We know how our team and organization are going to succeed. We can create specific goals and objectives that help us create excellence at what we’ve decided is important for our success.

When the leadership team has the same answers to these questions, it creates a level of peace and clarity that did not exist before. Now, every decision is made through the lens of these answers. Our strategic objectives are in service of becoming excellent at the answers to these questions. We have a foundation on which to base everything.

The process of creating these answers is also simple, but not necessarily easy:

  • A strategic off-site for the leadership team to debate and work through the questions. There is just no substitute for getting away from the cauldron of everyday work. (if you want help defining the agenda for your off-site, reply back and I’ll share some resources with you).
  • Spending 30-60 days to test the answers by making decisions and asking for feedback from others in the organization (what’s right, what’s wrong, what’s missing).
  • Putting a stake in the ground and declaring these are the answers.

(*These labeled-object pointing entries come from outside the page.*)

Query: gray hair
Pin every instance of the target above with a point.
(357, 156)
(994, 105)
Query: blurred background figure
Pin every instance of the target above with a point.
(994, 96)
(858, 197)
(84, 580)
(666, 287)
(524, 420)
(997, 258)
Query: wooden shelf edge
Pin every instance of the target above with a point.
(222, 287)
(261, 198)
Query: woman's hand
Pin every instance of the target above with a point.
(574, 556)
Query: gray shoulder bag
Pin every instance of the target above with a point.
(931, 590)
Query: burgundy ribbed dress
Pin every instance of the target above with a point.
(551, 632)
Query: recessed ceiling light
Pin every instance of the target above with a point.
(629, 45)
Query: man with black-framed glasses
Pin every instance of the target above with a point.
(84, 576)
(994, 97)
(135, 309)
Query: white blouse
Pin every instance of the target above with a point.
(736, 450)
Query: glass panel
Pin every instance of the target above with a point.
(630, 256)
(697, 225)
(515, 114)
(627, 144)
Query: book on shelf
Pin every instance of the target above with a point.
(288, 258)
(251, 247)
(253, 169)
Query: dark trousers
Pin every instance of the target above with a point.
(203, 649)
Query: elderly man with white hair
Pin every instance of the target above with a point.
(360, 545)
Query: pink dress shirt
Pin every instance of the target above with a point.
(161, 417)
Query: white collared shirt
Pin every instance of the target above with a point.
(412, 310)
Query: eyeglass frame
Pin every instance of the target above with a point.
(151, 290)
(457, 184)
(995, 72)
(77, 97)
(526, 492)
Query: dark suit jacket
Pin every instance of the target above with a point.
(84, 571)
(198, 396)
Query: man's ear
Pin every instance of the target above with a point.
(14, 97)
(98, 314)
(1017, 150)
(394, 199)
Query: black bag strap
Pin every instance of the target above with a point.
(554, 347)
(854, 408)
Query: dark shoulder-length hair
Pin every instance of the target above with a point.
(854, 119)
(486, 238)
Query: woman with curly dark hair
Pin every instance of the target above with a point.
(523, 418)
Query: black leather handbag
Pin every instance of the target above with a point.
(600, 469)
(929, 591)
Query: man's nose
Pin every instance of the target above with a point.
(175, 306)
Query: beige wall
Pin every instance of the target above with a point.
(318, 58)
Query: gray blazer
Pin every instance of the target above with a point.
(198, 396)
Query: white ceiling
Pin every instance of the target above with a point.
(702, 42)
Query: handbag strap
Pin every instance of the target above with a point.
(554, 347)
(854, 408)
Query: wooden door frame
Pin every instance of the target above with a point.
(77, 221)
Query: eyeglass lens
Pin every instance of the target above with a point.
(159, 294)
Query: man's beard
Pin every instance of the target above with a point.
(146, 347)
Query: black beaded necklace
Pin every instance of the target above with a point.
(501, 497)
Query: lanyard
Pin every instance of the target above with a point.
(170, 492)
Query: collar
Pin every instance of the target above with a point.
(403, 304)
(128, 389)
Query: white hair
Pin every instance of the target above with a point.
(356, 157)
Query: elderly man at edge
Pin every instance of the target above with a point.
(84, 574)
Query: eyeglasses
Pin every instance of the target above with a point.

I love that my alma mater is doing the hard work of deciding what the plan is going forward. If I were advising them, I would recommend first taking the time to decide on the answers to the six questions. What makes this university uniquely this university, and not the university across town or across the state? How will this university be successful? Then, we can create the objectives and plans that will help us live out, with excellence, that vision, starting with the short-term.

I advise you to do the same. It could just be what your team is missing.